According to the above calculation process, we can see that the value of RSS is very small. Since the current is a small value and is typically taken in the range of 1e-12A to 1e-3A, the magnitude of RSS is very small. After taking the logarithm of RSS, we get negative values, which is why the values of AIC, AICc and BIC are negative.
Although NN2 and NN3 achieved optimality under the AICc and BIC criteria, respectively, their RR values were significantly higher than the NN1 model. The equations for AIC and BIC can be divided into two items, the first one is the complexity penalty of the model (2k for AIC, k*ln(n) for BIC), and the second one is the accuracy penalty of the model (n*ln(RSS/n)). The first item is mainly to avoid overfitting of the model, and the second item considers the fitting of the model itself. The first item is a penalty to the second item, and the model with the least number of parameters is selected under the condition of satisfying the model validity and reliability, so the complexity must be considered after satisfying the high accuracy first. The difference of the accuracy penalty between the different NN models refers to the difference of RSS. RSS value is 3.7910e-05, 5.2934e-05, and 7.5426e-05 for the NN1, NN2, and NN3 models, respectively. There is a significant difference in the accuracy of the three NN models, and the accuracy of NN1 model is higher than the other two models. Therefore NN2 and NN3 models were not selected as the optimal model.
The RR values for the NN1, NN4, and NN5 models were close, so we further evaluated them using the AIC, AICc, and BIC criteria. The AIC, AICc, and BIC values for NN5 are larger than those of NN1 and NN4. While the AIC, AICc, and BIC values for NN1 and NN4 are closer to each other. RSS value is 3.7910e-05 and 4.4666e-05 for the NN1 and NN4 models, respectively. Therefore we eventually choose the NN1 model for further work. According to the RE-10% in Table 2, when the NN1 model fits the data, RE of nearly 98% of the data is within 10%. It took 1.7 hours to train the NN1 model, with a training error of 4.14% and a testing error of 5.38%.

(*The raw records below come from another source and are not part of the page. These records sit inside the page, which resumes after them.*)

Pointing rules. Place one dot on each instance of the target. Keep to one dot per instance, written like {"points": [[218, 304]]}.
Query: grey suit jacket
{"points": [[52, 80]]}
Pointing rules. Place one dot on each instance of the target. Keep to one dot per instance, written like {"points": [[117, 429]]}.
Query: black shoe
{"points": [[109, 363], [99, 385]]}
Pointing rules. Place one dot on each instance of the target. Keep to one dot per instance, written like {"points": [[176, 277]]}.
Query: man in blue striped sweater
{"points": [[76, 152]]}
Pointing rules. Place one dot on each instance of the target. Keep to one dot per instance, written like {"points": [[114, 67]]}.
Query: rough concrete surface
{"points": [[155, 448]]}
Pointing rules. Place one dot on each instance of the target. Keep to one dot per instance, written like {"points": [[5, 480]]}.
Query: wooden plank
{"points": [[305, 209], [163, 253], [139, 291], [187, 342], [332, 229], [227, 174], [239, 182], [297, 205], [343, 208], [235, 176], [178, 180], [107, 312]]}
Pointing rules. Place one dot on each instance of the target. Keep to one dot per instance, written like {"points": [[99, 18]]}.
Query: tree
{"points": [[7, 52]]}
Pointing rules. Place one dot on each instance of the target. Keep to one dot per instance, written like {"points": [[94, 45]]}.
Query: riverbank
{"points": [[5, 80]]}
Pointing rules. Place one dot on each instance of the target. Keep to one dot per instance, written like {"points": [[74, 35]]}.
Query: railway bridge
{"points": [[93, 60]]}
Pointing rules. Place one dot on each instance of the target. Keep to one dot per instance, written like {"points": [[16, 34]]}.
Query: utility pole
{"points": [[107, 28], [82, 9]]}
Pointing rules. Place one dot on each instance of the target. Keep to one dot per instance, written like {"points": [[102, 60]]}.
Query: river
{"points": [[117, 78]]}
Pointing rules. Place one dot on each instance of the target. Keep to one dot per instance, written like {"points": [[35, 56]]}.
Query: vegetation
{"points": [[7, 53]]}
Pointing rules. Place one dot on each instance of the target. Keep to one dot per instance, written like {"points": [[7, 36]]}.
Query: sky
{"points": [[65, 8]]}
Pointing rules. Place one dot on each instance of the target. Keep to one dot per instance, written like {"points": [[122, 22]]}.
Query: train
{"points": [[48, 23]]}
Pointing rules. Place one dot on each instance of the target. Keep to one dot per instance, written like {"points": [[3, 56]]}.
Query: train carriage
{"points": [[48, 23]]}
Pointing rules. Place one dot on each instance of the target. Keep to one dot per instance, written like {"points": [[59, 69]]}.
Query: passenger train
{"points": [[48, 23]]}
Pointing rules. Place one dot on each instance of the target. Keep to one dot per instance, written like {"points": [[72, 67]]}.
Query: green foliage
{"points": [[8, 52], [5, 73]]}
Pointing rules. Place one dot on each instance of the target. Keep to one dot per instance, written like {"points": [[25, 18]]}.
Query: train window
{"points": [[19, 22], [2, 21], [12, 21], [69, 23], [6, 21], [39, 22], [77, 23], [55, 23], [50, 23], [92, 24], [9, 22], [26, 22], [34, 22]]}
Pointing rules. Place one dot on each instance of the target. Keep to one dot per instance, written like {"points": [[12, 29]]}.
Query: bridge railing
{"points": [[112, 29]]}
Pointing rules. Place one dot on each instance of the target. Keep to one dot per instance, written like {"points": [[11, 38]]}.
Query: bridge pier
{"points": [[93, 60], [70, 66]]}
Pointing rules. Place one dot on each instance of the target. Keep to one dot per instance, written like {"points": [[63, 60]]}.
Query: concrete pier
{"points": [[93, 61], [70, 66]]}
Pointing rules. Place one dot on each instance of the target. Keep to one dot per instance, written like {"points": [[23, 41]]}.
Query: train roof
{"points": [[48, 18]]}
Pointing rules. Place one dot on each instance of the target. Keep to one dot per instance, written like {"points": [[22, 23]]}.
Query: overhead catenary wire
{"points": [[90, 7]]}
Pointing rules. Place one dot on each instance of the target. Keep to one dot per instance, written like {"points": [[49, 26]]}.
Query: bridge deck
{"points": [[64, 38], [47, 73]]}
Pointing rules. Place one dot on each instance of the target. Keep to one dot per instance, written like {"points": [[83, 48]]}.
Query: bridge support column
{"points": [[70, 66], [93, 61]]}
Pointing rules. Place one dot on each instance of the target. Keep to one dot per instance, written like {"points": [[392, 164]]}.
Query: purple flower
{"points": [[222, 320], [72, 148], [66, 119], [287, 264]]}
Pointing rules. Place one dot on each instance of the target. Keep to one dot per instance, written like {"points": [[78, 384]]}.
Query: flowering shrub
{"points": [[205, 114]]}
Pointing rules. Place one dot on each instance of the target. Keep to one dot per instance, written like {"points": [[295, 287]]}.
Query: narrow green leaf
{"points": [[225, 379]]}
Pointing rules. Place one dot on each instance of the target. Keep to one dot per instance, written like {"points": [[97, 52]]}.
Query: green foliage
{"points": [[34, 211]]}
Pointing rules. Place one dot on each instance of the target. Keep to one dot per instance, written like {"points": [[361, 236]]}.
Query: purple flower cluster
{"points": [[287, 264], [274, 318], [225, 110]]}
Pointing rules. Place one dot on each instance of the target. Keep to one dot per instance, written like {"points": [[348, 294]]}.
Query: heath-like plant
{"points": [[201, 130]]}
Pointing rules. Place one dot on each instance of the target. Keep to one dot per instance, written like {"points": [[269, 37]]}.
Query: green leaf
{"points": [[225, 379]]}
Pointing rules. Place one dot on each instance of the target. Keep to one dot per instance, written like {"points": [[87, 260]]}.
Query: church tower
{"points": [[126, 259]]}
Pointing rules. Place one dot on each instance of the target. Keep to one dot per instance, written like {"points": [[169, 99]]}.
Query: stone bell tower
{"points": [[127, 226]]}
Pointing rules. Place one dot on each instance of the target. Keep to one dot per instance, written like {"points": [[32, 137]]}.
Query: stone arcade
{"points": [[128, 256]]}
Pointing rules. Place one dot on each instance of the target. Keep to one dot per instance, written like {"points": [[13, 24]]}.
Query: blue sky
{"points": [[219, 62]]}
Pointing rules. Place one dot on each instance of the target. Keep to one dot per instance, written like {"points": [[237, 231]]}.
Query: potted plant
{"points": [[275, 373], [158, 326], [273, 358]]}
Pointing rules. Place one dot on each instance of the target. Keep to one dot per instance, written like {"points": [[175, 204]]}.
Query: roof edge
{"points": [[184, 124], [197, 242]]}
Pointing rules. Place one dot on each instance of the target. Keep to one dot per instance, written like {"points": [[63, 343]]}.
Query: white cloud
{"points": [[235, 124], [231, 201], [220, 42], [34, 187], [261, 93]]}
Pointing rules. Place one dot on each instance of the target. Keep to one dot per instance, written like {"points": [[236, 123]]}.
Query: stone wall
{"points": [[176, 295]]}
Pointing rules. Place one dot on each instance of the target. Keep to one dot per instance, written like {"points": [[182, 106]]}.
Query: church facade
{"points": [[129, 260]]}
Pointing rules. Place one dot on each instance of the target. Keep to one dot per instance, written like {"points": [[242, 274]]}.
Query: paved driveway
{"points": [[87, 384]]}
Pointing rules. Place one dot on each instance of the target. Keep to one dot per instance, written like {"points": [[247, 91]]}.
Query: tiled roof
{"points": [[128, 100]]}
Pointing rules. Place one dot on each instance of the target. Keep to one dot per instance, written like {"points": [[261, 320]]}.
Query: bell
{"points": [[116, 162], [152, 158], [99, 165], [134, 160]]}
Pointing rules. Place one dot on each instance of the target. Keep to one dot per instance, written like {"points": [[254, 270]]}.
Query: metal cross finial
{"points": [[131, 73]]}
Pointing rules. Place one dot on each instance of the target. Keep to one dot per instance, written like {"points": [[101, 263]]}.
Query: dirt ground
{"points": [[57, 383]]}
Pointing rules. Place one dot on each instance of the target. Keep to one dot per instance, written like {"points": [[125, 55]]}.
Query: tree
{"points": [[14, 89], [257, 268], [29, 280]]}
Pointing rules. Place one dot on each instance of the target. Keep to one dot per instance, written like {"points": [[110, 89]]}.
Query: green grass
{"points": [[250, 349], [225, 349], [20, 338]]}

Thanks again for your valuable comments.
Best regards
Haixia Kang

Author Response File: Author Response.pdf

This manuscript is a resubmission of an earlier submission. The following is a list of the peer review reports and author responses from that submission.


Round 1

Reviewer 1 Report

The authors have presented the estimation of drain current based on artificial neural network (ANN), perceptron, with a couple of device parameters. I feel this manuscript should be extensively revised for the publication and the detailed comments are follows.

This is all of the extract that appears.